Advance warning: Grumpy Old Man at large…
In reporting the news on the BBC last night that a member of One Direction was leaving the group, newscaster Emily Maitlis (born 1970) invoked the time-honoured phrase “biggest boy band since The Beatles”. Leaving aside for a moment the despicable inference that The Beatles were a “boy band”, a term not in general usage during their career, I couldn’t help but think “aren’t they all”. Aren’t they all, “the biggest boy band since The Beatles”? Weren’t The Osmonds “the biggest boy band since The Beatles”, then the Bay City Rollers, then New Kids On The Block, then Take That, then NSYNC, then Backstreet Boys, then Westlife and now One Direction, and apologies to those I’ve missed including, laughably, The Spice Girls though they, of course, were a “girl band”.
It is reassuring to me, of course, that The Beatles remain the benchmark by which the success of any group is measured, but there have been a few suggestions along the way that some of these groups actually became the “new Beatles” or even, heaven forbid, “bigger than The Beatles”. This, I humbly suggest, is complete rubbish because becoming “bigger than The Beatles” is simply unattainable. The Beatles’ achievements will forever remain unique because of the context in which they were accomplished.
“Bigger than The Beatles”, of course, is the kind of emotive phrase that helps to sell newspapers, and its perpetual use as a yardstick simply adds to The Beatles’ impregnable status. Nowadays, “boy bands” compared briefly to The Beatles come pre-packaged by corporate interests, but many of them don’t even play musical instruments, let alone write their own material, and their stage shows are often limited to displays of athletic formation dancing while they sing or mime to pre-recorded backing tracks. After a few years, when their audiences have matured and recognised their limitations, the careers of most boy bands are over and their back catalogues stagnate, only to be reactivated briefly as a ‘Greatest Hits’ collection a few years down the line when they reform for commercial motives.
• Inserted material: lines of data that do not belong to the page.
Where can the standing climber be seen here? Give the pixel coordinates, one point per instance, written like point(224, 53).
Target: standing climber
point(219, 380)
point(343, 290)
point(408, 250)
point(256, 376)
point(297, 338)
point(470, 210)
A few, like some members of Take That, establish ongoing careers.
The departing member of One Direction, Zayn Malik, has quit because of “stress” and wants to lead a life similar to any normal 22-year-old, or so the papers report, which suggests he might sign on the dole, move back in with his parents and lie in bed until lunchtime. However, this business of stress made me laugh, again in relation to The Beatles. In the four years since they formed in 2010 One Direction have released four albums. This compares to eight from The Beatles in a similar time period, not to mention sufficient non-album singles, B-sides and EP tracks to create at least two more. Most of The Beatles’ recorded work was written by them and, barring the odd contribution from George Martin, they played all the key instruments on their recordings themselves. One Direction’s oeuvre is created by a vast army of songwriters, including - some of the time - members of the group, producers and session musicians. In the same four-year span The Beatles toured the world, made two feature films and scores of radio and TV appearances, a work rate unimaginable by today’s standards. On tour they had two roadies who doubled as security men. I have no idea how many personnel accompany One Direction on tour to cushion the “stress” but I suspect it’s many many more than what The Beatles had.
And talking of stress, John didn’t quit The Beatles when, on August 11, 1966, after a long transatlantic flight he was hauled before the American media and forced to apologise on live TV for suggesting that The Beatles were bigger than Jesus, this to avoid a gathering storm of abuse, potentially physical, from thousands of violent self-righteous American religionists.
That must have been pretty stressful Zayn.
(Parts of this post paraphrase some text from A Beatles Diary by Barry Miles, specifically the epilogue titled ‘The Aftermath’ which we wrote together.)